Las culturas orientales, poniendo la verdad en el estado de tranquilidad individual, quedaron ancladas en esa primera regla y no continuaron por la senda griega que condujo al arte occidental de pensar lo verdadero y lo justo. Su error vital lo han pagado en atraso científico y sacrificio de la justicia social.
La segunda regla consiste en realizar el proceso de pensar de modo individual. Si la acción es asunto de muchos, el pensamiento lo es de una persona a solas consigo misma. Cuando los partidos dicen «pensamos» no expresan jamás un pensamiento, sino una propuesta de acción. Los equipos y oficinas de pensamiento sólo crean mensajes de propaganda, bajo la apariencia de pensamiento único.
La tercera regla es hermosa. Como las cosas del azar en la naturaleza, el arte de pensar se realiza sin apremios de tiempo y sin motivos de gozo o pena. Los pensamientos salen del reposo. El esfuerzo de pensar a plazo fijo lo pagan los gobernantes con tragedias ajenas y los periodistas con frivolidades propias. Si la Naturaleza pensara, rechazaría de su pensamiento todo atisbo de tragedia o frivolidad. Los pensamientos humanos, en tanto que procesos naturales, denotan su falsedad cuando son trágicos o frívolos. La atribución de sentimientos al pensamiento constituyó la antigua mitología. No es extraño que con el modo sentimental de pensar, gobernantes y editorialistas se tomen por dioses.

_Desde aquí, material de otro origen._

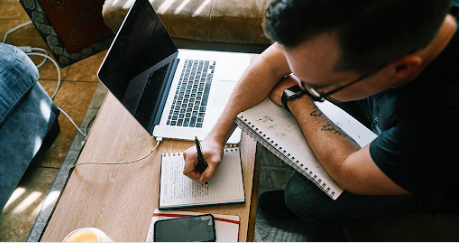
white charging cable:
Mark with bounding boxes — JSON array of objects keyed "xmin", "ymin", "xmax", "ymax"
[{"xmin": 69, "ymin": 137, "xmax": 163, "ymax": 172}]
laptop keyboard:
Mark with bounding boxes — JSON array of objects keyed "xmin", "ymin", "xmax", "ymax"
[
  {"xmin": 167, "ymin": 60, "xmax": 216, "ymax": 128},
  {"xmin": 135, "ymin": 64, "xmax": 169, "ymax": 127}
]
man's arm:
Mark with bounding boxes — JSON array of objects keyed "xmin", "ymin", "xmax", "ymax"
[
  {"xmin": 183, "ymin": 43, "xmax": 291, "ymax": 182},
  {"xmin": 270, "ymin": 76, "xmax": 409, "ymax": 195}
]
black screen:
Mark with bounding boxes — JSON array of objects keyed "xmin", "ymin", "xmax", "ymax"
[{"xmin": 98, "ymin": 0, "xmax": 177, "ymax": 100}]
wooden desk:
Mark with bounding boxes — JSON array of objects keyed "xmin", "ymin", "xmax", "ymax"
[{"xmin": 41, "ymin": 93, "xmax": 258, "ymax": 242}]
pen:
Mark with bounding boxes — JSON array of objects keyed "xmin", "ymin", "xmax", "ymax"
[{"xmin": 194, "ymin": 136, "xmax": 209, "ymax": 187}]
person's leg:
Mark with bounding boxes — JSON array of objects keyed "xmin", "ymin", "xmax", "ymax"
[{"xmin": 285, "ymin": 173, "xmax": 444, "ymax": 223}]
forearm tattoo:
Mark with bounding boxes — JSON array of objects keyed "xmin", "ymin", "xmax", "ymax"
[{"xmin": 310, "ymin": 104, "xmax": 357, "ymax": 144}]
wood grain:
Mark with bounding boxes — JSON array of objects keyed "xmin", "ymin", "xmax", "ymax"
[{"xmin": 41, "ymin": 93, "xmax": 256, "ymax": 242}]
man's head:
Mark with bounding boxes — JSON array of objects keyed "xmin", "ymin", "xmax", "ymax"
[{"xmin": 263, "ymin": 0, "xmax": 450, "ymax": 101}]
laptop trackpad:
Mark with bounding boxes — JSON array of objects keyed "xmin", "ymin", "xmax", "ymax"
[{"xmin": 214, "ymin": 80, "xmax": 237, "ymax": 106}]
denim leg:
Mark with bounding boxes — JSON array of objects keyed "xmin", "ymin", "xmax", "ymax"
[{"xmin": 285, "ymin": 173, "xmax": 444, "ymax": 223}]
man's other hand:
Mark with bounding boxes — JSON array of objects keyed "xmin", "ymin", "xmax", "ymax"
[{"xmin": 183, "ymin": 139, "xmax": 224, "ymax": 183}]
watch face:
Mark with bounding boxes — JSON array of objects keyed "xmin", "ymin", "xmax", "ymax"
[{"xmin": 284, "ymin": 85, "xmax": 303, "ymax": 97}]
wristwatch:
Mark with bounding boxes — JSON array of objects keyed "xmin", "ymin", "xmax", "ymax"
[{"xmin": 281, "ymin": 85, "xmax": 305, "ymax": 113}]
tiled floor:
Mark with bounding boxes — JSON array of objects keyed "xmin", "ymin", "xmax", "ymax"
[{"xmin": 0, "ymin": 0, "xmax": 106, "ymax": 242}]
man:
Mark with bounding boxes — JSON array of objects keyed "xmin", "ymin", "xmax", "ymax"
[{"xmin": 184, "ymin": 0, "xmax": 459, "ymax": 237}]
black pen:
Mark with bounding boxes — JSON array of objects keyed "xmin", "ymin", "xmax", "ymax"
[{"xmin": 194, "ymin": 136, "xmax": 209, "ymax": 187}]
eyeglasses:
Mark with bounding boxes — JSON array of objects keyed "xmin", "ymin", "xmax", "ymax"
[
  {"xmin": 301, "ymin": 69, "xmax": 379, "ymax": 102},
  {"xmin": 301, "ymin": 49, "xmax": 418, "ymax": 102}
]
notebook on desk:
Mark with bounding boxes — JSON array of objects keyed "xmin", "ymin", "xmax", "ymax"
[
  {"xmin": 158, "ymin": 148, "xmax": 245, "ymax": 210},
  {"xmin": 98, "ymin": 0, "xmax": 250, "ymax": 144}
]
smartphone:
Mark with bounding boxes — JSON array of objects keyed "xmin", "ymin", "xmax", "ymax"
[{"xmin": 153, "ymin": 214, "xmax": 216, "ymax": 242}]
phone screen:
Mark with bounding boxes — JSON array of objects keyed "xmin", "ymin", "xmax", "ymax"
[{"xmin": 154, "ymin": 214, "xmax": 215, "ymax": 242}]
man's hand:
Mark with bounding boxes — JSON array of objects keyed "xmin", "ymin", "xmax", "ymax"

Los periódicos serios evitan, sin embargo, los editoriales trágicos o frívolos, no porque procuren la verdad en el pensamiento, sino porque han de complacer a masas necesitadas de no ver perturbada su conciencia de bienestar familiar con ideas pesimistas sobre el malestar del mundo o la irresponsabilidad de sus dirigentes. El acto de pensar es una aventura.
Su cuarta regla estriba en no saber a dónde conduce, cuál será su estación «terminus», si es que la tiene. Eso separa el pensamiento y el razonamiento. Éste no avanza hacia algo nuevo. La conclusión está ya contenida en la premisa. Todo razonamiento es una tautología, con la lógica por instrumento. Mientras que si el pensamiento no es un proceso creador fecundado por la imaginación crítica, no es pensamiento.Los actos de pensar que conocen su destino, condición constitutiva del pensamiento débil, no pueden ser más que alegatos de ideas dominantes.
La última regla, la más conocida y la única comentada en las reflexiones de los pensadores modernos, garantiza la consistencia del pensamiento, la prueba de su verismo en el contraste con la realidad extramental. Solidez y fluidez en las conexiones de lo observado, en tanto que hecho dado a la percepción, con lo proyectado o intuido en la imaginación de lo verdadero y justo.
Sencillez y belleza en el lenguaje, que no sólo expresa sino que constituye el pensamiento. Y apertura de éste a la verificación constante de su veracidad mediante su confrontación con el mundo.